The brain is a wonderfully complicated piece of organic matter and we’re still in the early stages in our understanding of how it all functions. For the most part the basic components are well understood, like neurons and synapses, however when the whole thing comes together we get some extrodinary emergent behaviour. One of the most interesting behaviours that we all experience is that of dreaming, and it was this behaviour that caused me to analyse the last year of my life whilst I was on Turtle Island.
Among the many theories about why we dream there are a couple that really stand out. The first being that dreams are in fact your brain’s way of training you for certain situations (Coutt’s theory). Whilst this might not make sense when you have a lot of fantastical dreams such as flying I can remember many dreams that mirrored real experiences later in life. Whilst I can’t truly estimate how helpful these dreams where some of them did get me thinking about certain ideals and beliefs I had held, sometimes resulting in me discarding them completely. It definitely feels like dreams do serve some form of cognitive evolution to strengthen yourself against the world.
The second, and I believe most important, is for the brain to process, link and organise your memories (R. Stickgold et al. “Sleep, Learning, and Dreams: Off-line Memory Reprocessing”). It goes hand in hand with studies done that show a prolonged lack of sleep affects memory. This also makes quite a bit of sense to me since, for the most part, my dreams usually have some theme from the day woven into them. You can then imagine my surprise then when on the second night on the island I had, and can distinctly remember, around 15 separate dreams with themes that I could trace back to events that happened well over a year ago. It didn’t take me long to formulate a theory on what happened based on the 2 dream theories I’ve described.

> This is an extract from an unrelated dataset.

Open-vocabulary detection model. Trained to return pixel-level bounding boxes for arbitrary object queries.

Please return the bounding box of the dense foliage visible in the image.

Now I don’t usually think I’m a stressed person, in fact I usually thrive in stressful situations. The last 6 months of my life could easily have been described as some of the most stressful in my life, what with the wedding, investment purchases going awry and almost being unemployed. As far as I could tell I can physically cope with stress pretty well, but this series of dreams and the mental clarity I had afterwards lends me to believe that there’s a possibility that my mind was somehow pent up processing my daily life and was in essence backed up on down time processing. With everything being provided for me and the stress of the last 6 months far behind me my brain when into over-drive catching up on processing and linking up those memories. It seems to line up nicely with the fact that I had been waking up tired for about the past 4 months no matter how much sleep I got, which would seem to indicate that my brain wanted more time to catch up on memory processing.
The next few days saw my thoughts become a lot more free flowing and the conversations at the dinner table all that more interesting. I’ve never really gone on a holiday where everything was provided for me so I guess the combination of relaxation and not having to think about anything allowed my mind to unravel itself from the tangled mess I had gotten it into over the past year. I guess the moral of the story is that we all need some downtime to let our brains relax and recover from the daily grind and mine just so happened to be the honeymoon.